What does this have to do with education?
For me, the sense that there may be a growing consensus that AGI level models may be available by the time today’s freshman in high school reach college has profound implications for how we should be thinking about AI. When I read pieces like this, it reminds me how narrow and unimaginative the current educational conversations are when they primarily revolve around cheating. If AGI - or models even AGI adjacent - are going to be available before 2030, we are going to have to think much harder and more deeply about a world in which AI can perform virtually any cognitive task that a human can do.
This isn't just about policing essays. We need to fundamentally reconsider:
What skills will remain distinctly human and valuable
How we prepare students for a workforce that may be radically different by the time they graduate
Whether our current educational objectives and assessments still make sense in an AGI world
How we might leverage these powerful systems to enhance rather than replace human learning
It is an understatement to point out that the educational establishment reacts slowly to technological change. With AGI potentially arriving within 5 years, we don't have the luxury of incremental adaptation. We need a comprehensive reimagining of education's purpose and methods over the next 12 - 18 months.
Kevin Roose recently has a column as well along the same lines - why are all these folks suddenly so bullish on the AGI race? Do they know something we don’t?
Gary Marcus (an AI skeptic) and Miles Brunage (a former employee of OpenAI) have a bet as to whether AI will be able to do 8 of the following 10 tasks by the end of 2027.
Review the 10 tasks to get a sense of what AGI might look like.
The ten tasks
Watch a previously unseen mainstream movie (without reading reviews etc) and be able to follow plot twists and know when to laugh, and be able to summarize it without giving away any spoilers or making up anything that didn’t actually happen, and be able to answer questions like who are the characters? What are their conflicts and motivations? How did these things change? What was the plot twist?
Similar to the above, be able to read new mainstream novels (without reading reviews etc) and reliably answer questions about plot, character, conflicts, motivations, etc, going beyond the literal text in ways that would be clear to ordinary people.

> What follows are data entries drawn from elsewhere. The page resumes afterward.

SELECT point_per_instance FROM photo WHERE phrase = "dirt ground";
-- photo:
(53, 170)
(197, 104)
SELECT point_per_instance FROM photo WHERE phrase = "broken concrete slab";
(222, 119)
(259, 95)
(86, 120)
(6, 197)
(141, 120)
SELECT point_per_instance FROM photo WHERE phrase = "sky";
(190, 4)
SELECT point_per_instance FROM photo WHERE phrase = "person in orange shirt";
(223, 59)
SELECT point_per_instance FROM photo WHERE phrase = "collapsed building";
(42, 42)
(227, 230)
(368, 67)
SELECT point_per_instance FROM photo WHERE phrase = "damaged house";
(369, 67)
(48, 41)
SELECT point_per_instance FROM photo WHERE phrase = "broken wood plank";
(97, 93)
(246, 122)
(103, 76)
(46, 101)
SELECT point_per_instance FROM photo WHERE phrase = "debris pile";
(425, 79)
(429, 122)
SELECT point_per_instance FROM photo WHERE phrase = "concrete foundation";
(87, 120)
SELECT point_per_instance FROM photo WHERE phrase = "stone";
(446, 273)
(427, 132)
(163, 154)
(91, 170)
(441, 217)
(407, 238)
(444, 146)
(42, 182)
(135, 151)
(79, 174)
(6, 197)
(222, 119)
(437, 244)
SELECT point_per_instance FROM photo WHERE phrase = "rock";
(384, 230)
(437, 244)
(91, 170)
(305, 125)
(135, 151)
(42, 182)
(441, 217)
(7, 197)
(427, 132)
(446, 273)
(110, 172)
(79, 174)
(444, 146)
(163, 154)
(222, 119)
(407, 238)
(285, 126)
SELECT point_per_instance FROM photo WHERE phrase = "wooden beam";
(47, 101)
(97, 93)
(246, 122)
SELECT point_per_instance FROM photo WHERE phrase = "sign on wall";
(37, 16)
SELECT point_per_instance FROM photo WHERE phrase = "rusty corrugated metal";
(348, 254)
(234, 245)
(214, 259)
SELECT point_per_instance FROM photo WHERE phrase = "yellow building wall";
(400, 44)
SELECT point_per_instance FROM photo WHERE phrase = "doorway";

Write engaging brief biographies and obituaries [amendment for clarification: for both: of length and quality in the New York Times obituaries] without obvious hallucinations that aren’t grounded in reliable sources.
Learn and master the basics of almost any new video game within a few minutes or hours, and solve original puzzles in the alternate world of that video game.
Write cogent, persuasive legal briefs without hallucinating any cases.
Reliably construct bug-free code of more than 10,000 lines from natural language specification or by interactions with a non-expert user. [Gluing together code from existing libraries doesn’t count.]
With little or no human involvement, write Pulitzer-caliber books, fiction and non-fiction.
With little or no human involvement, write Oscar-caliber screenplays.
With little or no human involvement, come up with paradigm-shifting, Nobel-caliber scientific discoveries.
Take arbitrary proofs from the mathematical literature written in natural language and convert them into a symbolic form suitable for symbolic verification.
A.S.L. refers to AI safety levels - A.S.L. 3 is triggered by risks related to misuse of biology and cyber technology, while A.S.L. 4 represents a level of risk that had not been precisely quantified. Amodei says “I think what I’m saying is when we get to that latter stage, that A.S.L. 4, that is when I think it may make sense to think about what is the role of government in stewarding this technology.” The upshot is that A.S.L. 3 and 4 models are so powerful and essentially close enough to AGI that he believes it requires government involvement.